Next, there's Field Users. These folks are responsible for acting on the findings of the dashboard: conducting site visits, performing audits, checking inventory. They represent a secondary user group because they are less "in the weeds" with the data, but are the ones responsible for acting on it. One user mentioned that it would be beneficial to receive a snapshot of the data behind a particular store he was going to audit.

2. Business Questions

For designs that are heavily entrenched in data, we like to use a Business Questions exercise to ground people in problems they want to solve and questions they want to answer. Folks in these positions tend to run straight for the spreadsheets, and search for a needle in the haystack answer when they aren't even sure what they are looking for. We aim for our dashboards to answer our user's questions, so we facilitate an exercise where clients can tell us the questions they would ideally like for the tool to answer, and we use that to guide our design. Some of the business questions we heard for this project were?

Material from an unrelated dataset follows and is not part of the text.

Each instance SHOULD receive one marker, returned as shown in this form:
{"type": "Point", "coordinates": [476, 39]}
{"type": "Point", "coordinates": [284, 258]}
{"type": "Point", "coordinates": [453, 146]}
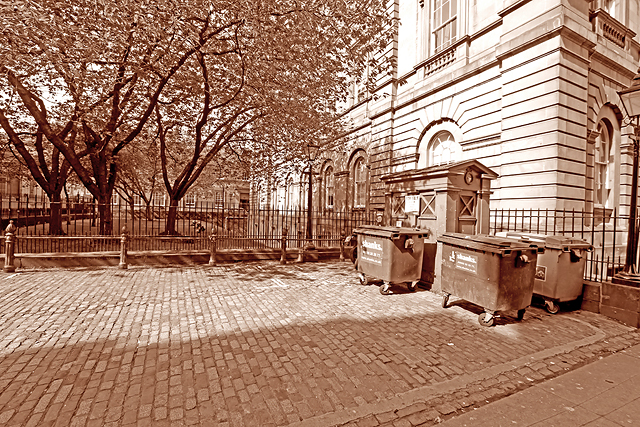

  • Which stores and geographical locations are experiencing the highest shrink?
  • Is shrink caused by genuine product loss, or some kind of inventory or accounting mishap?
  • Are certain SKUs experiencing patterns of shrink across locations?
  • Which sites should we visit?
  • What are our top priority cross-sections of products and location to start looking into immediately?

3. User Journey

After our business question discussion, we try to understand the user's current state of affairs. How are they currently addressing the problems they face? What is that experience like? What other collaborators or stakeholders are involved? What kind of technologies are used, and how is that working? Understanding the people, process, technology, and experience associated with a few of the broadest business questions begins to inform the content and flow of the dashboard

4. Sketch Wireframes

Clients love to see a solution begin to come together before their eyes. In these sessions, the most important skill I need to constantly flex is the ability to hear an ambiguous problem from a user, ask appropriate follow up questions, listen-understand-translate-synthesize, and produce a visual outcome—whether its a data visualization or a page layout—that helps them get what they are looking for. Above are a few examples of how this took place in this particular session.

Low-Fidelity Wireframes

As the project's lead designer, my next job was turning our vision into something real. For about two weeks, I designed, reviewed, validated and iterated with both internal and external experts in retail, data analysis, and dashboard development. The final output of this phase was a set of low-fidelity wireframes created in Balsamiq that would serve as the blueprint for subsequent phases of the project.

 

High-Fidelity Wireframes

Through continued revision and collaboration with the client and our internal team, I transitioned our low-fidelity concept into a high-resolution mockup that portrayed the pixel-perfect blueprint to guide development.

Impact

Our final product, delivered in the form of a robust Tableau dashboard, was very well-received by the client. Our main users and client contacts reported that they could now quickly home in on areas of concern without fumbling for answers in their data, giving them more time to dedicate to real, strategic problem-solving work. This was our team's first project and the client, and its success opened the door to what has become multi-millions in add-on work!

Please note: All concepts shown here are clean, anonymized versions of the original client work.